Just a few days of eating healthy could be all it takes to ease the effects of chronic inflammation, according to the author of a new book about diets good for your gut.
But only as long as you stick to it.
In The Good Gut Anti-Inflammatory Diet Professor Phil Hansbro gives practical information about how inflammation works in your body and the tools available to limit it.
But only as long as you stick to it.
"We have a lot of inflammation," he told RNZ's Sunday Morning. "We eat a lot of processed food that's somewhat inflammatory, we're exposed to air pollution a lot, and that's inflammatory as well."
Inflammation is part of the body's immune response, but can become a problem if it doesn't stop when it's meant to. Chronic inflammation has been linked to all kind of conditions, including heart disease, arthritis, Crohn's disease. asthma, emphysema and diabetes.
"There's emerging links now with many different cancers and inflammation," said Hansbro.
And Long Covid too.
"You've got underlying inflammation occurring for long periods in the lungs, that keeps the disease and the symptoms going. Inflammation goes all over our body - it's transported around the bloodstream and the lymph system.
"So if you have any other conditions when you have Covid, then often a lot of them flare up because they're underpinned by the same sort of inflammatory cycles."
Hansbro said when a patient goes to see a GP with inflammation in one part of the body, that's often what the doctor will focus on - but he says research is now suggesting inflammation should be treated as an all-of-body issue, starting with our diets.
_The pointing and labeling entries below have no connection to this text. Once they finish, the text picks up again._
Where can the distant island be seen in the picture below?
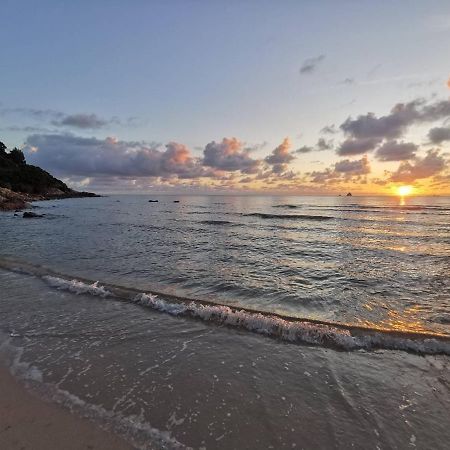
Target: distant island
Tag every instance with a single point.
(21, 183)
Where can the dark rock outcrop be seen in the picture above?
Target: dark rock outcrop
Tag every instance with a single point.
(21, 183)
(31, 215)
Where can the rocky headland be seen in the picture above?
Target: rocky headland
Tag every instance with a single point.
(22, 183)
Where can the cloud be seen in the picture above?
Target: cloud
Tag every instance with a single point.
(347, 81)
(329, 129)
(344, 170)
(394, 124)
(348, 167)
(323, 145)
(432, 164)
(304, 149)
(60, 119)
(229, 155)
(391, 126)
(83, 121)
(34, 113)
(358, 146)
(281, 154)
(310, 65)
(439, 134)
(74, 155)
(320, 146)
(396, 151)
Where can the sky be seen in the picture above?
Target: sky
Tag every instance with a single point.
(296, 97)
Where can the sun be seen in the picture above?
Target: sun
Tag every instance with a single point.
(403, 191)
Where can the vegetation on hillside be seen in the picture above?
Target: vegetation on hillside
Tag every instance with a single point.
(18, 176)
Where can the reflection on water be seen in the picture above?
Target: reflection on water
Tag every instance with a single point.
(375, 260)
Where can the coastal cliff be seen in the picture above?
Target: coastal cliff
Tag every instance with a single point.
(21, 183)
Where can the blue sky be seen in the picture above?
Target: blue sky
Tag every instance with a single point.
(194, 72)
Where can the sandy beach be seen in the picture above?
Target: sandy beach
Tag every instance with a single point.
(27, 422)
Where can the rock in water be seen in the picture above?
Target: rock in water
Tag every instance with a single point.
(30, 215)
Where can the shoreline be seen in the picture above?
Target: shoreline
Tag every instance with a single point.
(27, 421)
(17, 201)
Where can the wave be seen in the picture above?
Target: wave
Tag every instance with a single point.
(291, 329)
(344, 337)
(217, 222)
(288, 206)
(288, 216)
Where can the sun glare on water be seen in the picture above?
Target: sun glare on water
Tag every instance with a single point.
(404, 191)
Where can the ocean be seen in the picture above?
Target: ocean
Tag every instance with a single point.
(236, 321)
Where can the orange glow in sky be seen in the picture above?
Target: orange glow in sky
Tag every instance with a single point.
(403, 191)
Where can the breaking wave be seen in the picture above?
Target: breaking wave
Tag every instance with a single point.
(217, 222)
(288, 216)
(338, 336)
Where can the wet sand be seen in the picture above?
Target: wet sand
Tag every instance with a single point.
(169, 382)
(27, 422)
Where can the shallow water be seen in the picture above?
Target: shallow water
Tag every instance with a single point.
(367, 365)
(171, 382)
(359, 260)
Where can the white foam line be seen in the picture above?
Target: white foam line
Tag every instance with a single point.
(76, 286)
(293, 331)
(288, 330)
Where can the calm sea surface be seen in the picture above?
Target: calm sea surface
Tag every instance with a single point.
(81, 324)
(360, 260)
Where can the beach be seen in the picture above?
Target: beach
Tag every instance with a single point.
(28, 422)
(222, 343)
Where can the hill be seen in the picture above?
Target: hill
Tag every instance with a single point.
(21, 182)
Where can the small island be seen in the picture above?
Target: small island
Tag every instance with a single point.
(21, 183)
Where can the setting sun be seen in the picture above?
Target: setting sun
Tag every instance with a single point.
(404, 190)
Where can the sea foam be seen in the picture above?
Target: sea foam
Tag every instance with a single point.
(295, 330)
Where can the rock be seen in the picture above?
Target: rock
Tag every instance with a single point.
(30, 215)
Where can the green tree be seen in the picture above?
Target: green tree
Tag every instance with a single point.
(17, 156)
"If we can have a good health diet that keeps up having a good healthy microbiome, then we control the inflammation. We don't want it to shut down completely, because we want to still be protected against infections; but we want it controlled, so it's not damaging."
There are trillions of bacteria in our guts, good and bad, each requiring different kinds of nutrients to survive and flourish. Just eating probiotic yoghurts and the like is not enough.
"As well has having the probiotic things, you also need to feed them the foods that they need to grow and produce the anti-inflammatory factors that they produce to stop us getting inflammatory diseases… if you have a bad diet for a certain period of time, then that's growing to grow out a particular cohort of bacteria and they're going to outcompete those who are not being fed, so then you will lose those bacteria.
"If these are a beneficial bacteria and you've lost them, then that could be a long-term thing if you don't regain them once you start taking in a better diet."
While it is not a magic bullet, eating a better diet - and not too much - can help significantly.
Eating a high-fat meal, for instance, can result in a noticeable increase in inflammatory cells in one's lungs just four hours later, he said; while dining on foods high in fibre, broccoli, red fruit, and even treats like dark chocolate can "modify your gut microbiome in a few days" for the better.
"The longer that you're on it, the better it is."
But even Hansbro, who has been researching it for decades, admits he does not always get it right.
"You don't need to be a saint in order to have a reasonable diet. I have to say though, since I have been working on this my diet has improved significantly."